I'm a little nervous about the echo this morning. I'm not sure when I'll find out the results which is a little frustrating. Let me give you a little background. Our childrens hospital, PCMC, is 45 mins to an hour away. They just built a new hospital literally 5 mins away from us. This new hospital is not a childrens hospital, but they have outpatient clinics there with doctors from PCMC. This is fantastic for us, I would have never made it all the way to the hospital for a 9 am appointment unless I got up at 5! When we have an echo done at the hospital, the doctor always just comes and tells me the results right then. Well at this hospital our doctor wasn't there, so I don't know how soon they read it and put it into the system. As soon as its in the system my ped can pull it up on her computer. She's going to try at lunch and see if its up.
The reason I'm worried is the echo tech kept asking me weird questions. She asked me if he had a line in that went close to his heart. I said no. She asked me if recently he had a line in. I told her he hasn't had a line in his upper body for two years. He's clotted off all of his major vessels in his upper body, making it impossible to put lines in. So now I'm worried he has a huge clot or extreme narrowing somewhere new in his heart. The techs aren't allowed to say anything to the parents. Probably because they are not trained to read the echo's and could possible give wrong info. I'm hoping its nothing, but Jax has a major clotting disorder. A clotting disorder that has already taken the life of a DS friend. We thought that Jax was doing good on his blood thinners, but maybe he has clots we haven't found yet.

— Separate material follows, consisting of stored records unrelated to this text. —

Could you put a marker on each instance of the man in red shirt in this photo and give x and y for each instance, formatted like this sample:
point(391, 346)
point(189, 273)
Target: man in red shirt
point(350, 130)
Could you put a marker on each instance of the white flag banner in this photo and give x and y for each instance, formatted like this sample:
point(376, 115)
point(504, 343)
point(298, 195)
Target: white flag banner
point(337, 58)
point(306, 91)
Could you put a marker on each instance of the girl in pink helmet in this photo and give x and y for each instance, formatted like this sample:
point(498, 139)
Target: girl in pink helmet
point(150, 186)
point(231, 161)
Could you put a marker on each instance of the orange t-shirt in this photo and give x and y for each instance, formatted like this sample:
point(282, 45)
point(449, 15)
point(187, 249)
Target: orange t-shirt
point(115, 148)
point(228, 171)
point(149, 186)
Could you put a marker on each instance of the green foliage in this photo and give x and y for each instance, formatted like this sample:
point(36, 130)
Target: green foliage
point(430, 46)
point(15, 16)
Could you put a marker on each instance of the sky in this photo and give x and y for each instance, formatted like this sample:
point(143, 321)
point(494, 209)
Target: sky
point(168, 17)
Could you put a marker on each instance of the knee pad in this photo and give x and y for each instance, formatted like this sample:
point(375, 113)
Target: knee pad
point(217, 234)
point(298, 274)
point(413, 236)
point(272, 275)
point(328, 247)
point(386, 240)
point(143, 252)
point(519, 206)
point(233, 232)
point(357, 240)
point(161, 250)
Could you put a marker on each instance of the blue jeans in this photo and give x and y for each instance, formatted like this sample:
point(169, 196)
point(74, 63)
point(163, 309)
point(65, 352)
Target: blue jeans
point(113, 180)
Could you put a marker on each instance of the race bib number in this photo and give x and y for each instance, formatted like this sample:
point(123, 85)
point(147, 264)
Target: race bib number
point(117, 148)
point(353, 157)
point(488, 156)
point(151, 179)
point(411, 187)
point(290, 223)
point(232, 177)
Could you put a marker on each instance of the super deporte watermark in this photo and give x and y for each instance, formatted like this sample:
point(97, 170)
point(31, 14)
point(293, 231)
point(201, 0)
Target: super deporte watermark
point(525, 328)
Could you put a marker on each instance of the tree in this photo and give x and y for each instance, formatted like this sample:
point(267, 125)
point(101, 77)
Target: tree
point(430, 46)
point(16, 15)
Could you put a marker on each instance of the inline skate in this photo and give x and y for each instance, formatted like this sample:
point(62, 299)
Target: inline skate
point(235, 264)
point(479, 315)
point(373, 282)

Ugh, I need to keep myself busy or I'll go crazy!
1 month ago
19 comments:
I know it's damn near impossible, but try not to worry until you have reason to! That is what my motto is right now about this blood test we are waiting on for Peanut.
I hope your doctor can review the echo at lunch and give you the results. Good or bad, it's better than the icky waiting and unknown!
Oh, I am praying you get the results ASAP!! For peace of mind if nothing else. All the questions would have gotten me worrying too.
Praying for the results to be available as soon as possible!!!!
What until you hear from the doctor to get too worked up. I know it's SOO hard, but keep yourself busy to get your mind off it. I'm praying for awesome results.
Praying for your peace and that you get the test results (and they are great) asap!
I hate it when they ask you questions - because then you do start to worry. How was the hospital over there? Still haven't had any appointments there - but it is so much closer and more convenient. Praying you will get good answers soon!
Praying for fast answers. There is no point in telling you to not worry. It is almost impossible. Try to keep busy. Thinking of you and sweet Jax.
Hang in there!! Try not to worry until you have to, and hopefully you won't have to. And yes, it's easier said than done...
Hoping for good results!!!!!
Praying, Lacey, hang in there.
I hope that you get your results soon...the wait is often the worst part!
HUGS...and praying for good results!
i am sorry! we will keep you in our prayers!
Something tells me that if that is what it is,you'll be hearing from someone before too long ... for now we will send out prayers of peace to your worried heart.
I know it's so hard not to worry! Try to get the results when you can. I am praying the results will be available soon.
Hopefully it is nothing!! I will keep you in my prayers while you are waiting.
I know how crappy it is to have to wait as we are still awaiting results from Atlanta. I really hope the doctor calls you soon!!
Thinking positive thoughts for you!!!! I know it is hard not to worry, but keep trying!
Waiting is so hard, we are praying you get results quickly. Hugs
Thinking of you and PRAYING!!! Hope you get the results soon, so your mind can be at ease. Love, Hugs and Prayers!!!
I'm praying hon. ((((HUGS))))
oh lacey - i hope you are able to keep your self busy and keep your mind off of the echo somehow, but i would feel the exact same way - i hope the doc calls very soon!!!!!!